Mazda 3 Price Data - Tabulation

Tabulation of car price data.

R
CarPrice
Mazda 3
Author

John Bates

Published

May 3, 2023

This notebook looks at methods of tabulating the data in the car price data dataset (see Mazda 3 Price Data - Preparation). The aim is to look at ways of presenting simple one or two dimensional summary tables with as little code as possible. All of the manipulation of data will be done using functions from the dplyr or tidyr packages, both of which are part of the tidyverse umbrella package.

I feel sure that there should be a simple R package for creating simple tables, with aggregated values, from a dataframe. But, at the time of writing, I could not find one that was simple or mature enough to persuade me to use it.

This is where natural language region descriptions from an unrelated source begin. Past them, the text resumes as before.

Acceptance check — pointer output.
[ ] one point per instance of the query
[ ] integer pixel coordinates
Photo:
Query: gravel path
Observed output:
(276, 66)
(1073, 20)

Hopefully that will change soon.

In the meantime, I demonstrate one technique that uses the tidyverse packages to build a two-dimensional table that handles the calculation and display of aggregated data and includes the correct calculation of aggregate values for row, column and grand totals.

Note

In this notebook where we want to talk about the rows or columns of a displayed table we will use the terms row dimension and column dimension. Using dimension, rather than variable or column, will help make it clear that we are talking about the horizontal or vertical dimension of a displayed table rather than a property of a dataframe or underlying model.

The technique for creating a table is to build a dataframe that holds the entire table structure and then to display it using the appropriate mechanism. Output in this notebook is by means of the knitr::kable function.

We start by reading in the cars tibble that we created and saved.

library(tidyverse)
cars <- readRDS("../01.preparation/mazda3.rds")

For the purposes of this notebook we ensure that we have a value of monthly depreciation for all vehicles by setting it to 250 (a high value) for all vehicles for which we do not already have a value.

cars <-
  cars |>
  mutate(depreciation_per_month = ifelse(new_used == "New", 250, depreciation_per_month))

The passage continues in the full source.